Lenders view mortgages as income generating assets but these assets become worthless if homeowners default on the debt. Mortgage insurance protects lenders against losses stemming from mortgage defaults. Borrowers typically pay for the insurance with monthly premiums although in some instances borrowers pay for the first year's worth of coverage with a single lump sum payment. Depending on local laws and the lender's requirements, the borrowers may have to maintain coverage for the entire term of the loan. In some countries, first time homeowners are the only people who are able to claim the mortgage insurance deduction while in other areas anyone who is required to buy the insurance can claim the deduction.


People paying a large upfront mortgage insurance premium normally have to claim the deduction for the tax year in which the premium payment was made. In some countries, the tax authorities allow homeowners to claim this deduction incrementally over the course of the entire loan term. Depending on the homeowner's tax status, it may be more advantageous to claim the deduction in a single tax year rather than claiming smaller deductions on an annual basis for 20 or 30 years. Aside from the upfront premium, deductions for recurring premiums are normally claimed as and when those premium payments are made.

Mortgage insurance deductions are one of the incentives that many governments use as a tool to encourage people to buy homes. Aside from these deductions, homeowners are often able to claim tax write-offs for home repairs, property tax and other home-related expenses. Conversely, people who rent property do not typically have the option to claim tax deductions for renter's insurance premiums and similar costs.

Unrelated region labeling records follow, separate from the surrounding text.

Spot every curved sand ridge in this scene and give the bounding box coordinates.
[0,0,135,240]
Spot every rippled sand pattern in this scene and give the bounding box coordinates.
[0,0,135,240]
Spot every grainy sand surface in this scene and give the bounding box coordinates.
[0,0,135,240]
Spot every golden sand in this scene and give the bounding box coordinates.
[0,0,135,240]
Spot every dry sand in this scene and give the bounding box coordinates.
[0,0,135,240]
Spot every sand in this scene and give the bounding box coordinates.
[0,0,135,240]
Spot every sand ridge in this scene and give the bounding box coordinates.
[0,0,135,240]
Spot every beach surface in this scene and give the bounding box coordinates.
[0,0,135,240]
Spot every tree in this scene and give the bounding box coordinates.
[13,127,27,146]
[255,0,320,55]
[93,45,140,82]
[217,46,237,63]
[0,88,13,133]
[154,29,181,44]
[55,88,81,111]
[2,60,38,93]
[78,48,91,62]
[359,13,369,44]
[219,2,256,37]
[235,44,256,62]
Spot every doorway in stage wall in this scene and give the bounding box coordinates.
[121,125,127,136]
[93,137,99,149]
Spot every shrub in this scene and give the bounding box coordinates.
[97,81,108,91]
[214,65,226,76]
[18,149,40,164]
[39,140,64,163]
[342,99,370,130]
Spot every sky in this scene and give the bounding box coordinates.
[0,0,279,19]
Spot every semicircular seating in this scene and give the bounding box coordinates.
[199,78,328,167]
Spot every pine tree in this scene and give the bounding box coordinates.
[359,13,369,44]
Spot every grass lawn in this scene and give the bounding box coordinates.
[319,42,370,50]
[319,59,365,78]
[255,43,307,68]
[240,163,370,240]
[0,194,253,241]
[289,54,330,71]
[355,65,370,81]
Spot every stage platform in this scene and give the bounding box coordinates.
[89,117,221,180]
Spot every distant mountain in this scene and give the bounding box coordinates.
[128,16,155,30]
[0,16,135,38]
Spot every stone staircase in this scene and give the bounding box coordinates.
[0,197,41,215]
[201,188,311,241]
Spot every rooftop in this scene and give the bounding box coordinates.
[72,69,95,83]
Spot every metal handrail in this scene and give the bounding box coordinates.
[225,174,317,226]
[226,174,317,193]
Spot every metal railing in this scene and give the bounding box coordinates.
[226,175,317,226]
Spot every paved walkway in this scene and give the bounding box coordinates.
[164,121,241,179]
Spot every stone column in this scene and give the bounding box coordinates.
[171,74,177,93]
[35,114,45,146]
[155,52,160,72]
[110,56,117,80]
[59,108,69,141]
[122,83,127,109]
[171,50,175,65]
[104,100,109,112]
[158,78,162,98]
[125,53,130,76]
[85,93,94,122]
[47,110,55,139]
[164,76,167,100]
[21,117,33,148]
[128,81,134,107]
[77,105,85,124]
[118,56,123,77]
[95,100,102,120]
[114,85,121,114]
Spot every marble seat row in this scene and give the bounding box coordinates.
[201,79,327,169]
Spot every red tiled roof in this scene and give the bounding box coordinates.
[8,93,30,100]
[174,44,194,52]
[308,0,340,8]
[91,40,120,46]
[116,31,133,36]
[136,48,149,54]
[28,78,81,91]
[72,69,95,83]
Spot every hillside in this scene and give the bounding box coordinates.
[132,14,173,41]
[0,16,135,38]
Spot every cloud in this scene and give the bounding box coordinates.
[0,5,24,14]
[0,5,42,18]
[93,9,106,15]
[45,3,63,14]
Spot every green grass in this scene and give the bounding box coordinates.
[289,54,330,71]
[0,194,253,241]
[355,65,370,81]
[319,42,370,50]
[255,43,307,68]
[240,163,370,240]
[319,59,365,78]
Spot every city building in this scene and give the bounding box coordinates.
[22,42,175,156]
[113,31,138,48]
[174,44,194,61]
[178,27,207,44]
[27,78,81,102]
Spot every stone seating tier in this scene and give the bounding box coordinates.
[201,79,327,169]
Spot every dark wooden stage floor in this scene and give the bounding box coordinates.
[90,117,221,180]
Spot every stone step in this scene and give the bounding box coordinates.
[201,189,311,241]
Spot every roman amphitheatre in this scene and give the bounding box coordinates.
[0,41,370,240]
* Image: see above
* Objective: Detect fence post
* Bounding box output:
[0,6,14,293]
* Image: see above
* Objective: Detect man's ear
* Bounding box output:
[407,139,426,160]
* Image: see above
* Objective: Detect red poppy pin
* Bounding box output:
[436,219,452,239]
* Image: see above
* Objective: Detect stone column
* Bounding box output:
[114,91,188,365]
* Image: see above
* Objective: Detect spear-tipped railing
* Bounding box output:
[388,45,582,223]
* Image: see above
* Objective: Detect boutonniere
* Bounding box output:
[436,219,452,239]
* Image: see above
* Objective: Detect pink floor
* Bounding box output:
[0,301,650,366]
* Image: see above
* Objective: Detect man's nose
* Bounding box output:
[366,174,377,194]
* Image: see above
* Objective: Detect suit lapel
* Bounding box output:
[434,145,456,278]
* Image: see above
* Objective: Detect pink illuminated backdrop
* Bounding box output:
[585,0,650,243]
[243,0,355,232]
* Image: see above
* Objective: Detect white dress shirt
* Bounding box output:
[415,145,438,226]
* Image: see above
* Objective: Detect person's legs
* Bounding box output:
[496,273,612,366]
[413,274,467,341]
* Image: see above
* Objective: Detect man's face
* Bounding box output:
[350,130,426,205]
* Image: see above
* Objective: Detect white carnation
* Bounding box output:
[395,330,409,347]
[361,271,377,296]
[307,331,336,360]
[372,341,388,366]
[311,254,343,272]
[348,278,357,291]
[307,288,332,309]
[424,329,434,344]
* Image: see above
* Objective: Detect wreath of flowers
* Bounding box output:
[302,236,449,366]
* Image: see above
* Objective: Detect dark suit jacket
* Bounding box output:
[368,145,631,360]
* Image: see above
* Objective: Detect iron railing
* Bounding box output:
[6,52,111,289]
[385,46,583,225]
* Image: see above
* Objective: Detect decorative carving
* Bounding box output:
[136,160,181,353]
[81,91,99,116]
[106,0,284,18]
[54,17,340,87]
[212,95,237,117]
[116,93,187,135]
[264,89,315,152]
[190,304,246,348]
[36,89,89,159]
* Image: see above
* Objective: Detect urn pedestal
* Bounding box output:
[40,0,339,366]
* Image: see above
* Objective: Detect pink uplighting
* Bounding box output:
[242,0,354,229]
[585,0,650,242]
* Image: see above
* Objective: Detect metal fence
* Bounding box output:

While many nations and regions have laws enabling homeowners to claim a mortgage insurance deduction, in many instances homeowners also have to contend with overall caps on tax write-offs. Someone claiming deductions for other types of expenses such as education expenses or medical costs may be unable to claim the mortgage insurance deduction if his or her taxable income falls below a certain level. Additionally, many homeowners have to pay taxes to the regional and municipal authorities as well as the national government. In many instances, one tax authority may allow a homeowner to claim deductions while other tax authorities may not allow such deductions.